Korean embassy objects to development near ambassador’s residence
Vienna Convention cited as part of effort to prevent development in Carrickmines
South Korean embassy officials described the proposed development in Carrickmines, south Dublin as “overbearing visually”. Photograph: Getty Images
The South Korean embassy has cited the Vienna Convention on Diplomatic Relations as part of an effort to prevent a development next to its ambassador’s residence in Dublin.
Embassy officials filed a detailed three-page objection to proposals before Dún Laoghaire-Rathdown County Council to build on a site beside its ambassador’s official residence, Seoul Manor, in Carrickmines, south Dublin.
As part of the planning application for the two-storey house at the Glenheather property on Brennanstown Road, a portion of the site would be given over to the council so that a curve in the road might be widened.
The site is considered problematic as it lies on a bend on a narrow country lane. Efforts by the council to alleviate traffic concerns there were blocked by councillors last year. And there are concerns among immediate neighbours the proposed works at Glenheather could spark efforts by the council to pursue compulsory purchase orders on adjacent land in order to widen the road.
Objections from the embassy of the Republic of Korea were raised on numerous grounds, including in relation to any road-widening.
“It is worth noting that any proposed road-widening scheme along this stretch of Brennanstown Road that would interfere with the property of Seoul Manor would not be possible,” the embassy said in correspondence with council officials.
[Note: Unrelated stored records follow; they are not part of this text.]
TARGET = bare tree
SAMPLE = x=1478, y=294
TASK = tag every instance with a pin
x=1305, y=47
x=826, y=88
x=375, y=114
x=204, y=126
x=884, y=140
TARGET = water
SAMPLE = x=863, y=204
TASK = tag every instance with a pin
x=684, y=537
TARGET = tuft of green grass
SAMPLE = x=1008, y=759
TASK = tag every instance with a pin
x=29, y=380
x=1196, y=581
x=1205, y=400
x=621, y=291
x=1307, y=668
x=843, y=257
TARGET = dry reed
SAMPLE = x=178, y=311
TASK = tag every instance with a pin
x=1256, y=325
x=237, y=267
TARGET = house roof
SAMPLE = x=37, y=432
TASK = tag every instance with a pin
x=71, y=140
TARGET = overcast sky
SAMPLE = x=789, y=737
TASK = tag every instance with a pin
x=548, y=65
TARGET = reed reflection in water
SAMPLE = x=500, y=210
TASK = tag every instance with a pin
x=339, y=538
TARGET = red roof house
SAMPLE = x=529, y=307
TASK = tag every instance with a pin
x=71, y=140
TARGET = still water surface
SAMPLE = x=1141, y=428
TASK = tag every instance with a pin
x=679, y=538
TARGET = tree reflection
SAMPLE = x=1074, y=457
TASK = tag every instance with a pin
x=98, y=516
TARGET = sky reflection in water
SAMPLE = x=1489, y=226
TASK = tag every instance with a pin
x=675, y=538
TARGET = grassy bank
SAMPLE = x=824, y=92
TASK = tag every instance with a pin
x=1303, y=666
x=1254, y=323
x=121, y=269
“Article 22 of the Vienna Convention on Diplomatic Relations (which has been transposed into Irish Law) states that: ‘The premises of the mission shall be inviolable,’ and further, that the premises of the mission ‘shall be immune from search, requisition, attachment or execution’.
“For clarity, it is not legally permissible to subject any part of the Seoul Manor property to any form of compulsory purchase in order to facilitate a road-widening scheme.”
Other objections raised by the embassy included reference to a local area plan which seeks to, the embassy quotes, “limit development along the Brennanstown Road to minor domestic infills and extensions until a traffic management scheme for the area has been completed”.
“It would, in our opinion, be inappropriate to grant permission for such an obtrusive and incongruously large infill development on a very narrow and constricted site,” says the objection.
Embassy officials describe the proposed development as “overbearing visually”, and said a previous planning application on the site was rejected due to a threat to public safety.
A planning report from the council has noted the proposed development is “acceptable in principle” given its compliance with local planning objectives. However, in a request for further information it asked the applicant to confirm that an area of land fronting on to the road would be taken in charge by the local authority “to facilitate future Brennanstown Road improvement works”.
A separate objection from other neighbours noted the proposed entrance to the site could not achieve “sight lines” for traffic given it would be located on a bend.